One problem. Because Sean Burroughs had dropped Caldes' dribbler down the third-base line, there was no play at first base. Mientkiewicz could have just stepped out of the way.

A battle between right and wrong?

There was no question who was wrong in the eighth inning when catcher Pat Borders came out about five feet from home plate to take a throw, and was hit hard by spikes-high-and-sliding Yobal Duenas. It was a tough play, but a fair one.

Borders dropped the ball, Duenas was safe, and Borders jumped up limping and screaming at the Cuban dugout.

"I was mad because I was in pain," said Borders, who rolled his ankle.

One problem. How does that explain the epithets that lip-readers worldwide will be able to translate as insults to the Cubans.

"I don't remember any of that," Borders said with a smile.

This is, of course, why baseball players aren't diplomats.

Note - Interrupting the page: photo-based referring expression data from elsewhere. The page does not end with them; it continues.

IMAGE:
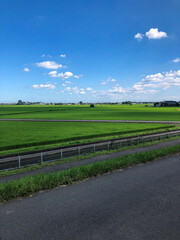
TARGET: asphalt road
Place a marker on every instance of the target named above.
(141, 202)
(76, 120)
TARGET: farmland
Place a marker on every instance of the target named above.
(99, 112)
(23, 134)
(19, 136)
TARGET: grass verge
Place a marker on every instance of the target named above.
(78, 158)
(32, 184)
(80, 141)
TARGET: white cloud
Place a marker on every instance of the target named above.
(78, 76)
(176, 60)
(26, 70)
(49, 65)
(44, 55)
(151, 84)
(159, 80)
(47, 85)
(63, 55)
(109, 80)
(65, 75)
(139, 36)
(74, 90)
(154, 33)
(68, 82)
(103, 83)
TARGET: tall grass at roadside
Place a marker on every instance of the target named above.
(29, 185)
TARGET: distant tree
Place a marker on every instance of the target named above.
(20, 102)
(92, 105)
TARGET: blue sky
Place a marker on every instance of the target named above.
(89, 50)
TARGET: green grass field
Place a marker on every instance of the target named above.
(99, 112)
(25, 134)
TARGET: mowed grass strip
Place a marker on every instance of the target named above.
(99, 112)
(32, 184)
(16, 135)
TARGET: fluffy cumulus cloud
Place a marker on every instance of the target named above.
(139, 36)
(49, 65)
(160, 80)
(176, 60)
(75, 90)
(47, 86)
(78, 76)
(65, 75)
(109, 80)
(153, 33)
(151, 84)
(26, 70)
(62, 55)
(44, 55)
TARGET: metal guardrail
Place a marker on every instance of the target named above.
(39, 158)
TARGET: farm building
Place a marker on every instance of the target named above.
(166, 104)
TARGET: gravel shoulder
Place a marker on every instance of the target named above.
(140, 202)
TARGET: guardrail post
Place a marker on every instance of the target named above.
(61, 154)
(41, 158)
(19, 161)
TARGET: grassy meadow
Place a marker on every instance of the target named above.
(26, 136)
(99, 112)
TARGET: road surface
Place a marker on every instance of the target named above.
(141, 202)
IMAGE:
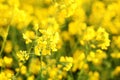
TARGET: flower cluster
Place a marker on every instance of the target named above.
(59, 39)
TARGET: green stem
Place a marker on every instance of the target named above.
(4, 41)
(41, 66)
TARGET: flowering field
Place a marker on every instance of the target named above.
(59, 40)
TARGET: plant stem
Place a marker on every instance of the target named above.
(4, 41)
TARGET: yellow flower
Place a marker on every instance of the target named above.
(8, 61)
(8, 47)
(22, 55)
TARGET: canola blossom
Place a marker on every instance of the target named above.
(59, 39)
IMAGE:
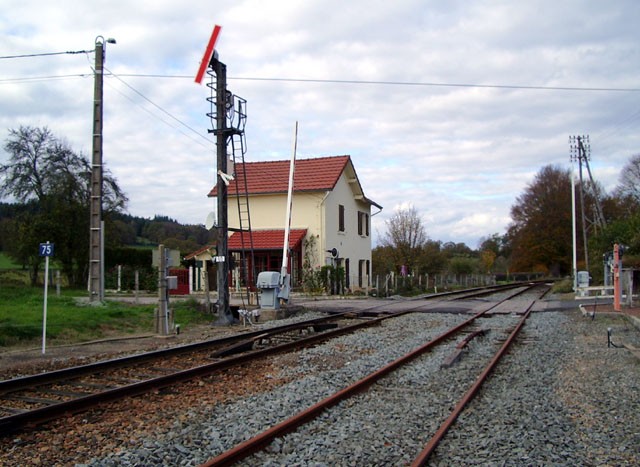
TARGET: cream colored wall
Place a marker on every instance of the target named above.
(318, 213)
(269, 211)
(349, 244)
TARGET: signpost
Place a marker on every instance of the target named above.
(46, 250)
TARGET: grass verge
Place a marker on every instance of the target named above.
(70, 320)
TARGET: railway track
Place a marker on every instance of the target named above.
(258, 444)
(32, 400)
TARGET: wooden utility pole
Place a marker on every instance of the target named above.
(96, 249)
(222, 134)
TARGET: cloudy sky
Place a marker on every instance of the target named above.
(450, 107)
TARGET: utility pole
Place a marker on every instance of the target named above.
(96, 249)
(581, 153)
(222, 134)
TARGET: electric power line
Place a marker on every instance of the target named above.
(69, 52)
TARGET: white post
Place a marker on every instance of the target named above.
(573, 229)
(44, 310)
(136, 285)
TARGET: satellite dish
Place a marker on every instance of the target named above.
(211, 221)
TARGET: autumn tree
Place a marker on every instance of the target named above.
(629, 182)
(45, 172)
(403, 238)
(540, 234)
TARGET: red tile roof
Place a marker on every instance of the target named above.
(267, 239)
(317, 174)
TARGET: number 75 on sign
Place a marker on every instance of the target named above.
(46, 249)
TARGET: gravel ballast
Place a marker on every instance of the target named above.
(561, 397)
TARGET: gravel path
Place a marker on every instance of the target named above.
(562, 398)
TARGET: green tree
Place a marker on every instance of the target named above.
(541, 235)
(45, 171)
(404, 239)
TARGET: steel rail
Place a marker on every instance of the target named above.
(66, 373)
(11, 423)
(421, 459)
(259, 441)
(256, 443)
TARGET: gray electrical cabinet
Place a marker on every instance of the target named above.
(269, 285)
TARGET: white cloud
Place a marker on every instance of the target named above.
(459, 154)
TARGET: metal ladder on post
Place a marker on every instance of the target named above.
(238, 150)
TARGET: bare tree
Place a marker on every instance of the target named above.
(630, 179)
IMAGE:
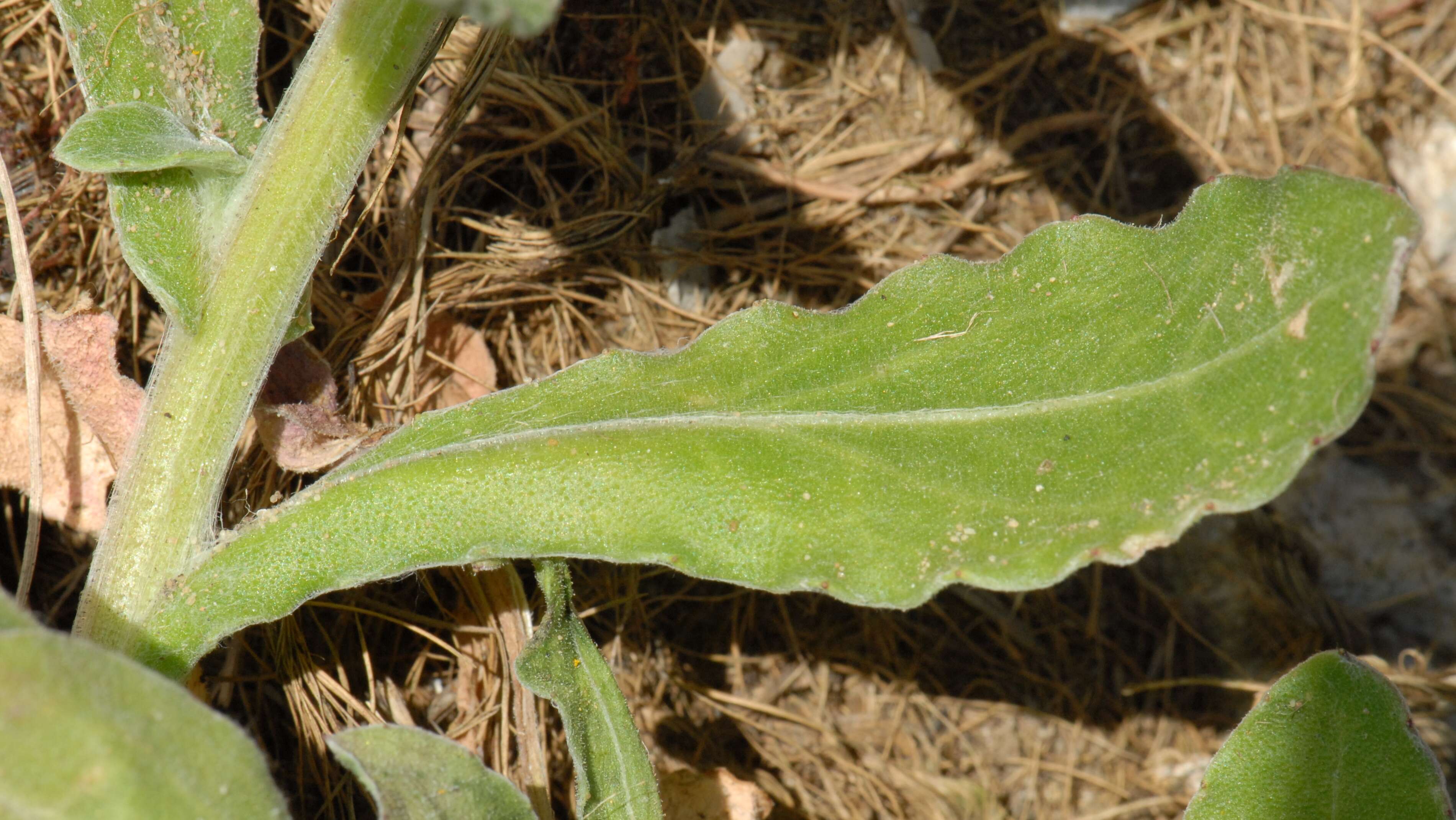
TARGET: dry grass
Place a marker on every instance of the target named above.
(531, 215)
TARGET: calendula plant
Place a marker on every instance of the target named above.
(1087, 398)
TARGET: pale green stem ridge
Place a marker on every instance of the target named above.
(363, 62)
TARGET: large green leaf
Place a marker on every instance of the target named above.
(1087, 398)
(197, 60)
(89, 733)
(1332, 740)
(416, 776)
(615, 780)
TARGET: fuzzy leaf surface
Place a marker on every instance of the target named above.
(197, 60)
(417, 776)
(1085, 398)
(1332, 740)
(615, 780)
(523, 18)
(89, 733)
(138, 136)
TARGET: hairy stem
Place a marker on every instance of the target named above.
(362, 65)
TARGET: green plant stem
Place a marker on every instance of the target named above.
(366, 57)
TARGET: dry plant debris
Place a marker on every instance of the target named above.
(88, 414)
(529, 219)
(298, 413)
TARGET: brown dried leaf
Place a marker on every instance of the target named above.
(471, 372)
(712, 796)
(298, 414)
(88, 414)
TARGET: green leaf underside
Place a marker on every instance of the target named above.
(615, 780)
(523, 18)
(1332, 740)
(1085, 398)
(417, 776)
(89, 733)
(196, 59)
(136, 136)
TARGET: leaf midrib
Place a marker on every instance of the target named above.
(752, 420)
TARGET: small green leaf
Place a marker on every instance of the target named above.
(197, 60)
(1332, 740)
(1087, 398)
(89, 733)
(417, 776)
(525, 18)
(615, 780)
(134, 136)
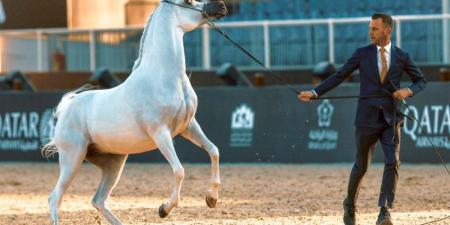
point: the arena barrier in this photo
(250, 125)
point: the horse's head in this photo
(192, 13)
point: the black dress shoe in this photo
(349, 213)
(384, 218)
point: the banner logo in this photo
(242, 123)
(323, 138)
(435, 120)
(25, 131)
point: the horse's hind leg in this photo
(164, 142)
(195, 134)
(111, 166)
(70, 160)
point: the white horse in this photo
(156, 103)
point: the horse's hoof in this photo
(162, 212)
(211, 202)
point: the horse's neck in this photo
(163, 50)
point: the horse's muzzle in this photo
(215, 9)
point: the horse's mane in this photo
(141, 44)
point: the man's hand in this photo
(306, 96)
(402, 94)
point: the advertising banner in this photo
(252, 125)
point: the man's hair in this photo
(386, 18)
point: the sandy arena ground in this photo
(250, 194)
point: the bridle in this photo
(185, 6)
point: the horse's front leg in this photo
(163, 140)
(195, 134)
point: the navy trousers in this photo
(366, 139)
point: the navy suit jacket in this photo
(365, 59)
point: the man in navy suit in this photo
(381, 66)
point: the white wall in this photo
(105, 13)
(96, 13)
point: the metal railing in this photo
(279, 44)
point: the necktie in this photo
(383, 64)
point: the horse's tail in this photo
(50, 149)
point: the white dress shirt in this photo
(387, 53)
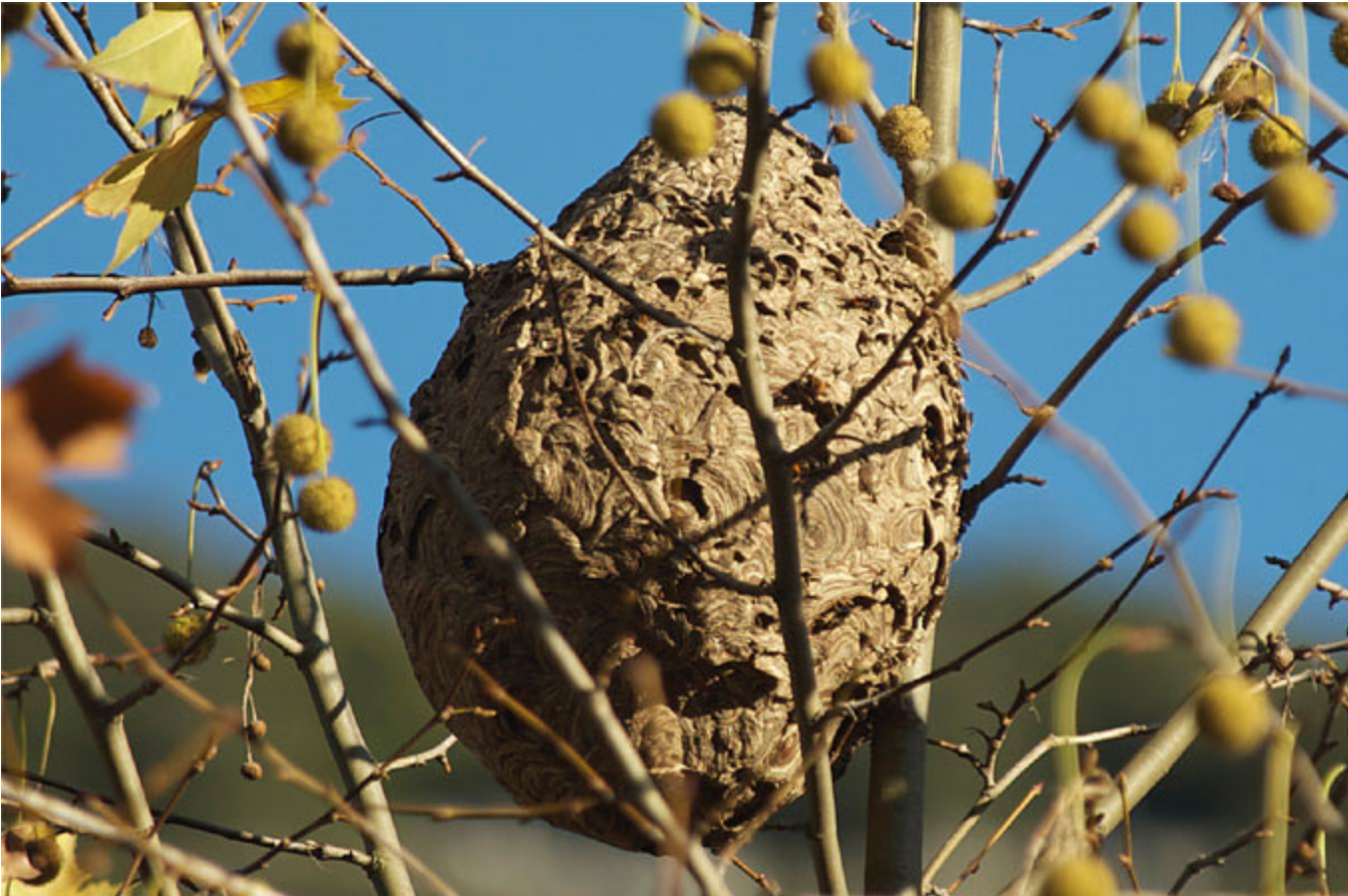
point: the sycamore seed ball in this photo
(721, 65)
(1171, 110)
(1339, 43)
(309, 134)
(838, 73)
(328, 504)
(309, 46)
(684, 126)
(302, 445)
(1244, 88)
(38, 841)
(1300, 201)
(1204, 330)
(1275, 145)
(1106, 112)
(1083, 876)
(1149, 232)
(182, 630)
(906, 134)
(963, 197)
(1149, 157)
(1231, 715)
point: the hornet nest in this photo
(694, 667)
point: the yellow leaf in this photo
(66, 883)
(275, 96)
(149, 184)
(160, 52)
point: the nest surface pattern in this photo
(696, 670)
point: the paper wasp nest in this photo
(696, 670)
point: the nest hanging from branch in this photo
(696, 669)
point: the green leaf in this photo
(161, 52)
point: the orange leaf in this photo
(61, 414)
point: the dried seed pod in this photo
(696, 671)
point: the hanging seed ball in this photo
(906, 134)
(1150, 157)
(1204, 330)
(1275, 145)
(328, 504)
(963, 197)
(302, 445)
(309, 46)
(1245, 89)
(37, 839)
(721, 65)
(684, 126)
(1300, 201)
(1337, 42)
(1171, 111)
(1084, 876)
(309, 134)
(1231, 715)
(1107, 114)
(838, 73)
(694, 669)
(1149, 232)
(182, 630)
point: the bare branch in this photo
(198, 596)
(108, 730)
(201, 870)
(129, 286)
(528, 598)
(788, 586)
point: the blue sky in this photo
(559, 93)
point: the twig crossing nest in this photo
(694, 667)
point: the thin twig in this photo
(1114, 330)
(1154, 760)
(1335, 590)
(476, 175)
(129, 286)
(1087, 234)
(1217, 857)
(108, 730)
(788, 585)
(198, 596)
(1029, 619)
(201, 870)
(1063, 31)
(452, 247)
(827, 433)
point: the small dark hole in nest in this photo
(418, 523)
(689, 352)
(692, 492)
(466, 364)
(934, 432)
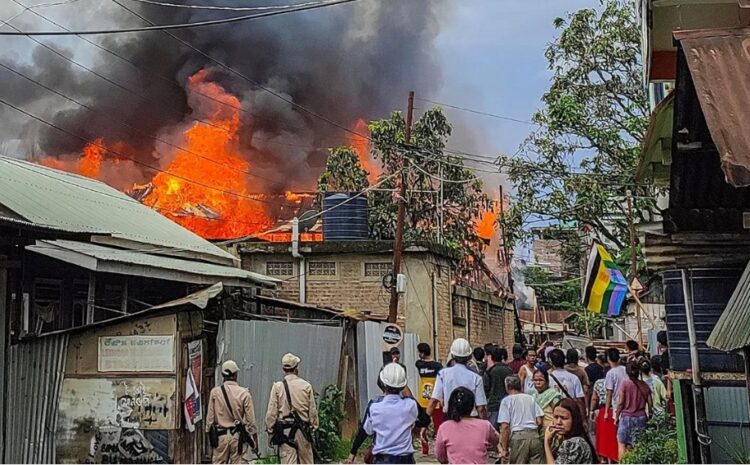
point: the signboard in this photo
(193, 411)
(136, 353)
(392, 335)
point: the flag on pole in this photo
(605, 287)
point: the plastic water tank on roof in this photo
(344, 217)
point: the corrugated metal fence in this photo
(257, 347)
(728, 422)
(35, 375)
(370, 360)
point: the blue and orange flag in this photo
(605, 287)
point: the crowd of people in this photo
(543, 406)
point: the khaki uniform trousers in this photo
(526, 447)
(228, 450)
(303, 453)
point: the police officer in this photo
(392, 418)
(302, 397)
(242, 413)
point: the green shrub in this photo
(328, 442)
(656, 444)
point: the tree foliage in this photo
(343, 173)
(577, 166)
(426, 162)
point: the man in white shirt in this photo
(612, 381)
(458, 375)
(520, 419)
(566, 382)
(392, 418)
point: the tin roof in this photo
(103, 259)
(71, 203)
(732, 331)
(719, 63)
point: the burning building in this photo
(214, 135)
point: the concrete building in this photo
(350, 275)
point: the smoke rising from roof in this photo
(344, 62)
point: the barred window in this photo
(377, 270)
(279, 269)
(322, 269)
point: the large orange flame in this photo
(361, 145)
(205, 187)
(487, 224)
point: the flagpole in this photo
(633, 262)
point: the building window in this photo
(377, 270)
(279, 269)
(322, 269)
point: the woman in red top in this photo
(630, 412)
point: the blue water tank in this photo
(344, 217)
(712, 288)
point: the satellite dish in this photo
(307, 220)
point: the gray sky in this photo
(492, 53)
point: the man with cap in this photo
(392, 418)
(293, 398)
(456, 376)
(228, 418)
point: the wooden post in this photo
(398, 245)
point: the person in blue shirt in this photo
(392, 418)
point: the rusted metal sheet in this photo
(719, 62)
(35, 377)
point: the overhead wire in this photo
(225, 8)
(478, 112)
(32, 7)
(166, 27)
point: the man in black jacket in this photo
(494, 382)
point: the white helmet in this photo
(460, 348)
(393, 375)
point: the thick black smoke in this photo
(345, 62)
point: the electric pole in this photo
(634, 265)
(398, 245)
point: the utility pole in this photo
(508, 267)
(398, 245)
(634, 265)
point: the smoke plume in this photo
(345, 62)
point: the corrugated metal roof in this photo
(719, 62)
(732, 330)
(120, 261)
(670, 251)
(73, 203)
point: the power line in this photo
(225, 8)
(477, 112)
(31, 8)
(165, 27)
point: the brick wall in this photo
(351, 289)
(483, 317)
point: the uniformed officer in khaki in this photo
(303, 402)
(218, 414)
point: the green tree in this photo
(343, 173)
(579, 164)
(426, 163)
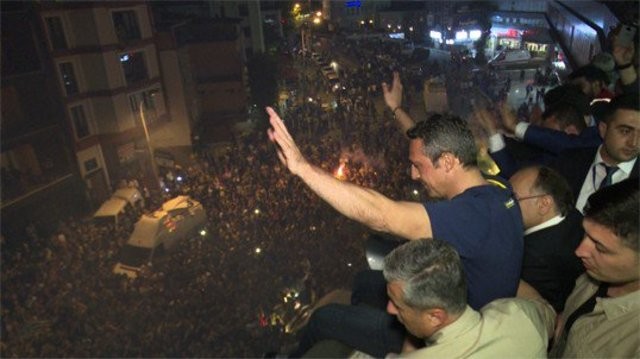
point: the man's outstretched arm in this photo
(404, 219)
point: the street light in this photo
(146, 135)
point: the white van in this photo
(179, 218)
(115, 206)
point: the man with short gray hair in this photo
(427, 291)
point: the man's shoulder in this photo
(515, 313)
(572, 154)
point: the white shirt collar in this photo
(625, 167)
(546, 224)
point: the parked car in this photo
(179, 219)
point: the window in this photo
(56, 33)
(243, 9)
(90, 165)
(126, 25)
(134, 67)
(68, 78)
(147, 99)
(80, 123)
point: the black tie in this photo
(607, 179)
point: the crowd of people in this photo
(206, 297)
(266, 230)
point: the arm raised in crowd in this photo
(393, 99)
(405, 219)
(623, 55)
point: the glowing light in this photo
(339, 174)
(461, 35)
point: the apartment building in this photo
(107, 71)
(40, 181)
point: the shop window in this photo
(126, 25)
(68, 78)
(80, 124)
(134, 67)
(56, 33)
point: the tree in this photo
(263, 69)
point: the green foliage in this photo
(263, 70)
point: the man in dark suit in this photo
(616, 159)
(553, 231)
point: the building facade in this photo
(40, 181)
(107, 69)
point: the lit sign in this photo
(475, 34)
(461, 35)
(435, 34)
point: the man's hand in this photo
(486, 120)
(509, 120)
(287, 150)
(622, 54)
(393, 94)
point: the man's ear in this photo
(571, 130)
(602, 128)
(435, 316)
(448, 160)
(545, 204)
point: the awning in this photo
(111, 208)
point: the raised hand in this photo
(393, 94)
(509, 120)
(287, 150)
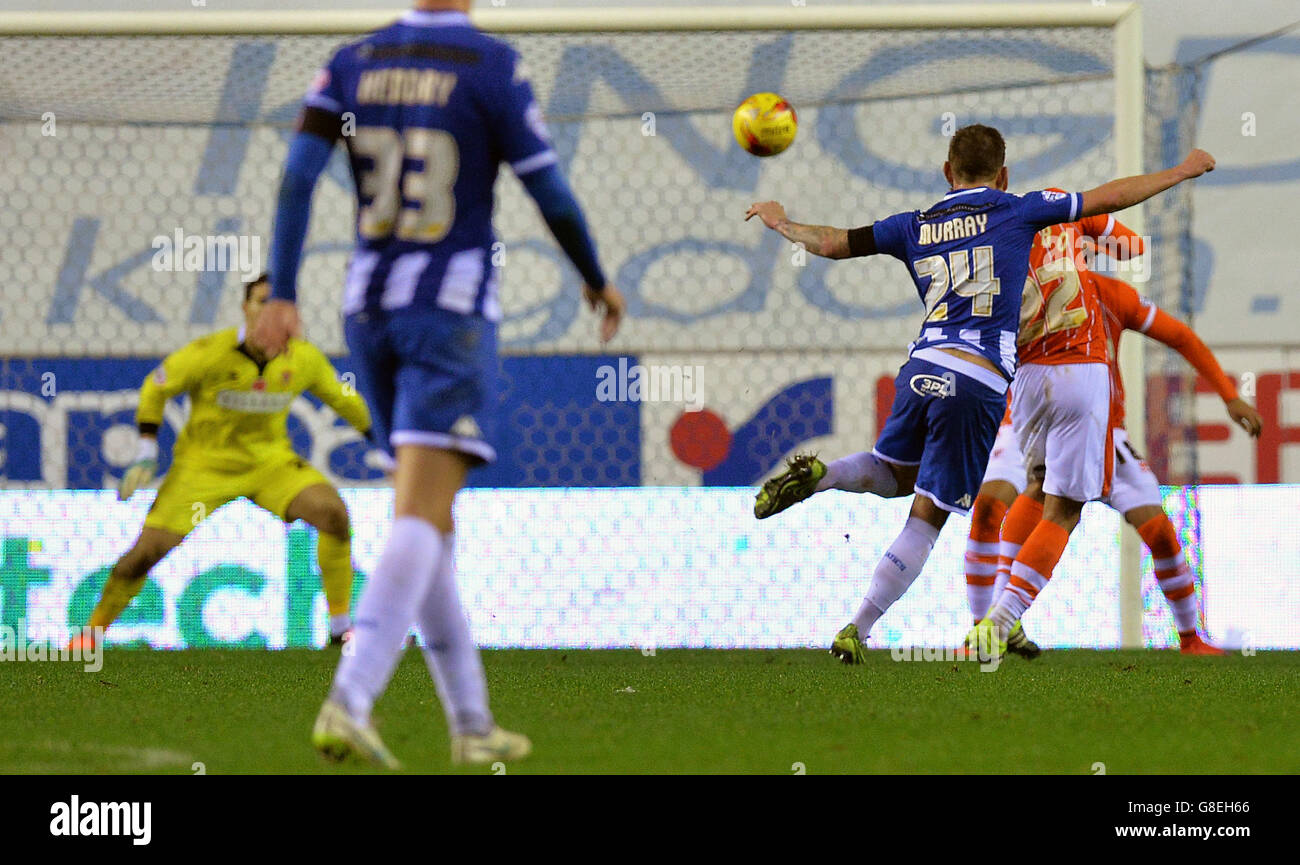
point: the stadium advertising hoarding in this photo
(644, 567)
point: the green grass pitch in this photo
(676, 712)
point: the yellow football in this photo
(765, 124)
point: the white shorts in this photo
(1005, 461)
(1061, 414)
(1134, 484)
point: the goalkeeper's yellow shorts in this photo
(191, 492)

But at least when the United States brought college baseball players to the Olympics--as in the first two years of the sport's inclusion--they held their tongues and minded their manners.

This year the United States decided to go with pros. But this mixture of aging minor leaguers and young minor league prospects fit in this environment like a black-velvet Elvis painting in the Louvre.

"I'm from the streets also," said Young, referring to the Cubans. "I can play dirty just like them."

Not exactly a quote you would hear anywhere else in the Games.

Certainly, judging from nine tension-filled innings Saturday, the Cuban players are not much fun.

They slide high. They lay down sacrifice bunts in the seventh inning with 5-0 leads. They mockingly wave their gloves and pump their fists after big plays.

Although they reportedly left their best players home for fear of the sort of defections that have threatened their greatness, the Cuban team is still older, savvier and more skilled than any team here.

Even as absurd as the idea of hitting a guy with a 4-0 lead and a no-hitter sounds, the Cubans are certainly not beyond trying to send a message.

"They play very, very hard," Lasorda said. "They compete from start to finish."

And, for sure, Lasorda stoked his team's fire with talk about winning the game for the Cuban exiles in Miami.

He may not have given precisely that speech to his team, but he gave it to the media in the weeks before the game, and they can read.

"He told us this was a game we needed to win," Burroughs said. "He wanted this as much, probably more, than any other game."

None of which excuses things such as walking halfway to the Cuban bench and pointing to your head, as if threatening to hit them there, as American Brent Abernathy did Saturday.

Nor is it appropriate in this environment, without some sort of proof, to blatantly and specifically accuse the Cubans of stealing signs, as Mientkiewicz did.

(Incidentally, as anybody who watched journeyman pitcher Rick Krivda's weak stuff in the first two innings would know, such a theft would be wholly unnecessary.)

"We don't need to play that way," said Cuban Manager Servio Borges, whose team has beaten the Americans 25 times in 28 international games. "We just go out and play baseball and give our best to the game."

To those who understand his country and team's oppressive environment, such a quote would normally sound lame.

The saddest thing about Saturday night is that, when it was finally finished, the Americans came across even more lame.

"It's a shame," Burroughs said. "But sometimes people cross the line."

He was talking about the Cubans.

He should have been talking about his teammates, who need to step back behind that line and figure out why they are representing their country, and quickly, before it becomes apparent that they shouldn't be.